Rules for How to Behave in a Bar
The dos and don'ts of bar etiquette, straight from the experts
Today on The Daily Meal
"I think as a society we're losing our ability to be social," remarked Philip Duff, renowned Amsterdam bar owner and beverage consultant. "We need books now to tell us how to be nice, how to make small talk? Really?"
This coming from someone who is self-described as one of the least well-behaved men in the industry. And who, even more fittingly, made the observation while leading a seminar on "How to Behave in a Bar" at last weekend's Manhattan Cocktail Classic.
His co-host, longtime bartender Angus Winchester, chimed in: "In restaurants people know how to behave, in bars, people just get sloppy." He noted that bar rules are becoming an increasingly popular feature at establishments across the world — he found them at 85 bars internationally, in fact. Things like "No PDA at PDT" or "Know what you want, know what your friend wants, have money, and say please and thank you," which is the code at San Francisco's R Bar.
Below are highlights from the lecture, some bar etiquette to keep in mind for your next visit to the local watering hole. (You know, in case you forget that it's probably not a good idea to tip with quarters or snap your fingers at a bartender to get their attention.) Remember: Manners cost nothing and are worth millions.
1. Read the cocktail menu before ordering, and when you have the bartender's attention, know what you want (and what your friend wants, too).

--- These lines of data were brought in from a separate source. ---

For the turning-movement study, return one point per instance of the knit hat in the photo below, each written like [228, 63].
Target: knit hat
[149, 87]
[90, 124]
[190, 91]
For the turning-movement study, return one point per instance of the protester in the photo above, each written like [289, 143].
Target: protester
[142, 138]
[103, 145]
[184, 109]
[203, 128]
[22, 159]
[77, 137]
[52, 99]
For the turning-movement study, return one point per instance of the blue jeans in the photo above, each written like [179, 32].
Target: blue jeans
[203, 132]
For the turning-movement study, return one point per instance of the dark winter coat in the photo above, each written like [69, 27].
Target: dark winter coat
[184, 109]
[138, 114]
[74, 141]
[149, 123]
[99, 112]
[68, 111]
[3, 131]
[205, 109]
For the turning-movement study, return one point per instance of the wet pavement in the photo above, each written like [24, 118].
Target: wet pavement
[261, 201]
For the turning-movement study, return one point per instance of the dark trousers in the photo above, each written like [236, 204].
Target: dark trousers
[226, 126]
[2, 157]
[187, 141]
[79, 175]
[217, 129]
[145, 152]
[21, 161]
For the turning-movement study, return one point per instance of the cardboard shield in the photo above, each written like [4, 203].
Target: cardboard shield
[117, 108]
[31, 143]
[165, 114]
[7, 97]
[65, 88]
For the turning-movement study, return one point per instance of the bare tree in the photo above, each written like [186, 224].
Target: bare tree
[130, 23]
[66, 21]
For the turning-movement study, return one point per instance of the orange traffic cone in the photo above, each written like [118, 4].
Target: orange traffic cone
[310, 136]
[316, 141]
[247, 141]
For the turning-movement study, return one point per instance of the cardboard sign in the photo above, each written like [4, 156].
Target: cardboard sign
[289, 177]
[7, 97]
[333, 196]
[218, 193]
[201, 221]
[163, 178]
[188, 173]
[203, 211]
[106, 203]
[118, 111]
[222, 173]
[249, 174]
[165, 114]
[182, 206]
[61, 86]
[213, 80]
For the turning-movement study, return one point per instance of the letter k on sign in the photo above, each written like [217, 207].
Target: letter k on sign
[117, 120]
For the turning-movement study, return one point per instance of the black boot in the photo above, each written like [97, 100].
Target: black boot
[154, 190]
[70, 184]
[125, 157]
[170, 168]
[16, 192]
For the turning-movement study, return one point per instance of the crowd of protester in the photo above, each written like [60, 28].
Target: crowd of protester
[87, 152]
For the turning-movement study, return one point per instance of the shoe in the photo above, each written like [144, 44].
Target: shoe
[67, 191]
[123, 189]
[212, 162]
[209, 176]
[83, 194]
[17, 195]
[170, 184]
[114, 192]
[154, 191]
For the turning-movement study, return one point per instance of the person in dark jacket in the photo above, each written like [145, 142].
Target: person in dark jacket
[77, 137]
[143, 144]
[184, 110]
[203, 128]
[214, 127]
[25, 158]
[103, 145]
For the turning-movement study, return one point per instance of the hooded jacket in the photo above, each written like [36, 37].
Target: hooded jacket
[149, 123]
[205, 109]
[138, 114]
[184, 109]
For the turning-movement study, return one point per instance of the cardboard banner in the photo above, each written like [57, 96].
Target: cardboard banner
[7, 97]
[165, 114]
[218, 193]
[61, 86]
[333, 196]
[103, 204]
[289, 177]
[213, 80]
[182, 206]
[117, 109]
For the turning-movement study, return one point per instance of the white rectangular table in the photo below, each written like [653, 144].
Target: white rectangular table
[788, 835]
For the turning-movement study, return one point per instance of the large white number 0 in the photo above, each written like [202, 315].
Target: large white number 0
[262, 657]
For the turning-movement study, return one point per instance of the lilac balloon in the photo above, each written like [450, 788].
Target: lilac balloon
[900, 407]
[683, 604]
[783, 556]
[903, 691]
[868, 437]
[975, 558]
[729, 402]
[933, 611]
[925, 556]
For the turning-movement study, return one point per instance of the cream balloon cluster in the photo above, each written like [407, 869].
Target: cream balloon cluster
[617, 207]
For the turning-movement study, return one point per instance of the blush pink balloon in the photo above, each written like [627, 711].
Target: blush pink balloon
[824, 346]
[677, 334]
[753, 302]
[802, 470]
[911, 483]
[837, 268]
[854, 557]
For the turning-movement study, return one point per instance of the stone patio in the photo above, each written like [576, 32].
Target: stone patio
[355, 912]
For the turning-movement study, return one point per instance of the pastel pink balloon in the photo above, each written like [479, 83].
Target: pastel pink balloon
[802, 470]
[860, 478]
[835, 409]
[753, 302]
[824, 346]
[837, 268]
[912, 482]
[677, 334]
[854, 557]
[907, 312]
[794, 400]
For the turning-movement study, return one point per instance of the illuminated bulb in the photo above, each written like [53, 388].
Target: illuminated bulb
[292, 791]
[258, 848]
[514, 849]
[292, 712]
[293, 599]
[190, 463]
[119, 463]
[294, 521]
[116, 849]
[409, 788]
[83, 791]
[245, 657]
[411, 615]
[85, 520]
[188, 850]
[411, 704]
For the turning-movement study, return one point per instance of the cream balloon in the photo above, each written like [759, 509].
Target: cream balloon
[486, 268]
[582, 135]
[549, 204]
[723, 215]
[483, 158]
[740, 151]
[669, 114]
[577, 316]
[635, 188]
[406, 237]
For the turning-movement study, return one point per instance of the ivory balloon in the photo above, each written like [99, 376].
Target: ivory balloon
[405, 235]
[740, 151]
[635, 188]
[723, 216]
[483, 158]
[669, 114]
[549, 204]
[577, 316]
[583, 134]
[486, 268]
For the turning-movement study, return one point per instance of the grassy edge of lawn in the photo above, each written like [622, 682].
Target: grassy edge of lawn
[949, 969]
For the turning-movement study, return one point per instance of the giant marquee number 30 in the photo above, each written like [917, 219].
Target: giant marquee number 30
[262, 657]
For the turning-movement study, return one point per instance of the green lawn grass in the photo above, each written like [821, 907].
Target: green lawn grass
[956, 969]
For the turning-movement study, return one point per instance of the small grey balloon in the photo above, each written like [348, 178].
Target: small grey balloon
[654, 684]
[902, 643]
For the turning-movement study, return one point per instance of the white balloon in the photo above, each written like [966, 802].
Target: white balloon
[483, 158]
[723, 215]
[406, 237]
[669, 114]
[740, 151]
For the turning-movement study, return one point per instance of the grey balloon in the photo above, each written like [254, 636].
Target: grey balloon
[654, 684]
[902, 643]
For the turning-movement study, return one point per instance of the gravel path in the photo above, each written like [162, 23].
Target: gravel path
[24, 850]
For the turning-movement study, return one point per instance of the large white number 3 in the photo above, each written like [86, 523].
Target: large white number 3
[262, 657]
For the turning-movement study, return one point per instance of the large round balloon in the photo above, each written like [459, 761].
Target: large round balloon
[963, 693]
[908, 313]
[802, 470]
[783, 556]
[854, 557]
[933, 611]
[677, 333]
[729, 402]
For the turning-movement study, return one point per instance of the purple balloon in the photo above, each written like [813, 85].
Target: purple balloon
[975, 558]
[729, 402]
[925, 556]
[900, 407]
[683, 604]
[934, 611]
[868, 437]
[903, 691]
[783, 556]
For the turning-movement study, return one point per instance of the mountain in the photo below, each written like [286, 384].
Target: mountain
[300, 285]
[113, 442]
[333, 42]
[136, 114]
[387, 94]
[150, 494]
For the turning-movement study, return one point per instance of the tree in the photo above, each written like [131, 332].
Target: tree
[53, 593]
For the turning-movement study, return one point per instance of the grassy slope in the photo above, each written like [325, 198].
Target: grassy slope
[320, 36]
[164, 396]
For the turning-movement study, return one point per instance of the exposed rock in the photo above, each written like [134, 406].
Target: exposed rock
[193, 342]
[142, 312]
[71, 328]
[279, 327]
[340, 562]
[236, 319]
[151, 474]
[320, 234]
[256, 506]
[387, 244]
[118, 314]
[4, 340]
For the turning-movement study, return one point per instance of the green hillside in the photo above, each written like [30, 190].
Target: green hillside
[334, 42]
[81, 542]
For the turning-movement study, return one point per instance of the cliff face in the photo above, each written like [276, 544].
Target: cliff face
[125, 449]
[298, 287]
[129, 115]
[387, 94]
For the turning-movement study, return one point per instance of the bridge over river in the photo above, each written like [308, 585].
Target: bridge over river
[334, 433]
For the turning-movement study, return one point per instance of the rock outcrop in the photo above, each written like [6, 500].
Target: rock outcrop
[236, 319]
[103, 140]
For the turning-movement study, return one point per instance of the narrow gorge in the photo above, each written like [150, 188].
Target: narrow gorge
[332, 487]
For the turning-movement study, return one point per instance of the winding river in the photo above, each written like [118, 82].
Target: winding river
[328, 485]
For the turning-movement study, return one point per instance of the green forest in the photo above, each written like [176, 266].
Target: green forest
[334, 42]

2. Also, know the kind of establishment you're frequenting. If you're at reservation-only, super-cool speakeasy known for making the best craft cocktails in town, don't order a Long Island Iced Tea or a round of Jägerbombs (and definitely don't get mad if they won't serve them).
3. Don't ask "Make me something good" or "What is good today?" Says Duff, "you'll get chicken."
4. It would be better instead to ask what the bartender likes making. But if you're going to ask for a recommendation, take it.
5. Don't order rude or "nasty sounding" drinks, it's demeaning to both parties. (As Duff so eloquently put it: "You kiss your mother with that mouth?") Basically, don't order a drink with a name that includes a body part that is normally covered with clothing.